Museum Dictionary

Bronze Mirrors with Handles in Japan

Most of you probably have mirrors made of glass at home. In Japan, however, mirrors made of bronze (copper mixed with tin and lead) were used until the Edo period (1615-1868). These mirrors had a design on the back side, while the front was gilt with tin and beautifully polished to create a reflective surface. You can still see your face in some of these early bronze mirrors even now.

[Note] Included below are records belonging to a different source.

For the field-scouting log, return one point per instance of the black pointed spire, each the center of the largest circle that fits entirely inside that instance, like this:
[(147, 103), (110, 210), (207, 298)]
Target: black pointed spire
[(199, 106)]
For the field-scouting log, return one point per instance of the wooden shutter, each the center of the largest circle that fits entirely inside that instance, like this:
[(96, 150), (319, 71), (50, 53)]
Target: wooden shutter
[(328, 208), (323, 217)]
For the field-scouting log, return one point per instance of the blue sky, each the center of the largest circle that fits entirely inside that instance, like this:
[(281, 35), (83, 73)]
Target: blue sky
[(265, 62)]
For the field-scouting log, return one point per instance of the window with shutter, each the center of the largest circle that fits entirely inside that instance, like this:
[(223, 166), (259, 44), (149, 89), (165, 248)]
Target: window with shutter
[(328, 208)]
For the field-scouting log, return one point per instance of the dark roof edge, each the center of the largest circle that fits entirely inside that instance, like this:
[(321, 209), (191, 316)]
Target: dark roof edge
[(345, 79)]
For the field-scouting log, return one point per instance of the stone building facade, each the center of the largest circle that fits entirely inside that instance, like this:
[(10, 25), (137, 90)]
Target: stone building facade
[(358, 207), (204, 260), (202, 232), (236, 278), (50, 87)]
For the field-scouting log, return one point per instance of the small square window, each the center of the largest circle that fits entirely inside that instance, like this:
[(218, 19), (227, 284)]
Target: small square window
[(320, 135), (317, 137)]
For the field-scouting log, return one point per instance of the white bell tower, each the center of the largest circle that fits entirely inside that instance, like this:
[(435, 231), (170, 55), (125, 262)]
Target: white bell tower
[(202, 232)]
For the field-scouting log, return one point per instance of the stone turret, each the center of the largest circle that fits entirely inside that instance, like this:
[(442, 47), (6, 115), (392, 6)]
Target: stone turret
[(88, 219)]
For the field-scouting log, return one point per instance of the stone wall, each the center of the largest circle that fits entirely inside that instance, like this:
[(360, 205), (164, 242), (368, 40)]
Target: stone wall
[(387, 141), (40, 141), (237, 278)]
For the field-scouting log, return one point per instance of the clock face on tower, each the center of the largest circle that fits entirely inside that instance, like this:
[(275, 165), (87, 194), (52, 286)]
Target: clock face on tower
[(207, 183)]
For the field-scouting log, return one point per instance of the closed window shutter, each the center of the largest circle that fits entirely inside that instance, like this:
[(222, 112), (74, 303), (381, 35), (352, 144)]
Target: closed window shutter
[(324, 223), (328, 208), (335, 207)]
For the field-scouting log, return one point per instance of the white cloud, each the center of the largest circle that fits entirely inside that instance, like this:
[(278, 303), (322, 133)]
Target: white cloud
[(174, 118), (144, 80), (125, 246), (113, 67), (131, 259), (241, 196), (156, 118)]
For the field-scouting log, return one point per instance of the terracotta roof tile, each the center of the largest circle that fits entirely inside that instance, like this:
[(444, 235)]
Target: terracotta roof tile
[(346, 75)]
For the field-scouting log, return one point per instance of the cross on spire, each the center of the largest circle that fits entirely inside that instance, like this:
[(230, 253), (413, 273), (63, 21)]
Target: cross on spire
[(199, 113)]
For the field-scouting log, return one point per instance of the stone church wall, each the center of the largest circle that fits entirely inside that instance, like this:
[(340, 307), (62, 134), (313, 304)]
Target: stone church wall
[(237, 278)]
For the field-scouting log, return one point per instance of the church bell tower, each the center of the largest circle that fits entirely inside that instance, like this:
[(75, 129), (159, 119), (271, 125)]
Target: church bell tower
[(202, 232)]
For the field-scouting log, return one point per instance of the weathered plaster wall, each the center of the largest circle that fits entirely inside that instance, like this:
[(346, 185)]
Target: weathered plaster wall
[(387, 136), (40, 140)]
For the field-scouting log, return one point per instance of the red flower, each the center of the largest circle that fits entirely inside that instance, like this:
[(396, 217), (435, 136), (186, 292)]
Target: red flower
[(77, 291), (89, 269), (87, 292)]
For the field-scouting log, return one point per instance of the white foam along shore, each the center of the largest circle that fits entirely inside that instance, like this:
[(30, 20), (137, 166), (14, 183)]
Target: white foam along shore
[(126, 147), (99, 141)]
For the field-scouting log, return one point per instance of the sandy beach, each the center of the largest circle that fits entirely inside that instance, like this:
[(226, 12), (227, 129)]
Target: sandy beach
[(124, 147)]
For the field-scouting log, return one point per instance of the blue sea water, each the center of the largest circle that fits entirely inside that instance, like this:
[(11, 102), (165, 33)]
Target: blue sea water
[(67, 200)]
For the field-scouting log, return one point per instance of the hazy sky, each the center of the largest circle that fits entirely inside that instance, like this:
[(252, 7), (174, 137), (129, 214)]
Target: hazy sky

Today, I would like to talk about bronze mirrors with handles (known as e-kagami in Japanese). Japanese bronze mirrors have a history of nearly two thousand years, starting in the Yayoi period (300 B.C. to A.D. 250). Most of the early mirrors were round. Handled mirrors appeared somewhat later in the latter half of the Muromachi period (1392-1573), around the beginning of the sixteenth century. Examples of handled mirrors are found much earlier in China during the Song dynasty (12th-13th century) and in Korea during the Joseon dynasty (1392-1910), around the 15th century. Some of these early mirrors with handles from China and Korea were brought to Japan. Especially notable are Korean handled mirrors with a design of scattered chrysanthemums on a concave surface. Several of these with the same shape have been found in temples and shrines in various regions of Japan.

  • Handled Mirror with Scattered Chrysanthemums on Concave Surface
    Handled Mirror with Scattered Chrysanthemums on Concave Surface
    Kyoto National Museum

Among early Japanese mirrors with handles is a type that has a tier where the handle is attached to a round mirror (see Mirror with Pines, Bamboo, and Cranes). Can you see how this shape closely resembles that of the same area of the handle on Korean handled mirrors?

  • Handled Mirror with Pines, Bamboo, and Cranes
    Handled Mirror with Pines, Bamboo, and Cranes
    Kyoto National Museum

Although I previously used the term of handle, these handle is originally had a somewhat different function. In Okazari ki, a record on the Ashikaga shogun collection, which shows an illustration on how to decorate the alcove (tokonoma) of a formal reception room (zashiki), we can see a handled mirror hung from a pillar in the left corner of the alcove. Apparently, it was used like a wall-hanging mirror that we use today.

Decorative arrangement of alcove as seen in Okazari ki
Decorative arrangement of alcove as seen in Okazari ki.

Whether these mirrors were made in Korea or Japan is uncertain, however, they were probably used in the same way in both countries. Hanging mirrors with a hole at the end of a short handle were widespread during the Goryeo dynasty (918-1392), shortly before the Joseon dynasty, and perhaps the handled mirror with scattered chrysanthemums on concave surface may have also been used as a hanging mirror. If this were the case, Japanese handled mirrors were influenced by Korean mirrors not only in shape but also in the way they were used.

By the way, have you ever looked at yourself in a small mirror and thought that you might like a bigger one because of the confined range of the small one? Mirrors in Japan at first only measured about 10 centimeters in diameter, but they increased in size to about 12 to 18 centimeters in diameter during the Edo period (1615-1868). Towards the end of the 17th century, there came to be large mirrors with diameters measuring about 24 centimeters. Some say that the enlarging of mirrors was because women’s hairstyles became bigger and fuller.

At any rate, with the enlarging of mirror surfaces, the motifs on their backs increased in variety. Popular themes also seen in other decorative arts, such as kimono, lacquered utensils with sprinkled metal design (makie), and ceramics, came to be vividly depicted on mirrors as well. Celebratory motifs—such as the pine, bamboo, and plum, the crane and turtle, and the nandia plant (which was used in a wordplay meaning "to divert hardship")—appeared to be practically indispensible in people's lives.

  • Handled Mirror with Nandia
    Kyoto National Museum

A mirror with one's family crest may signify the self assertion of the family or individual who used such a mirror. A mirror with a scenic motif, such as Mount Fuji and the pine grove of Miho or the eight views of Omi, may express one's desire to see these famous sights or to travel. Perhaps it can be said that the motifs on handled mirrors truly reflected the heart of the Edoite!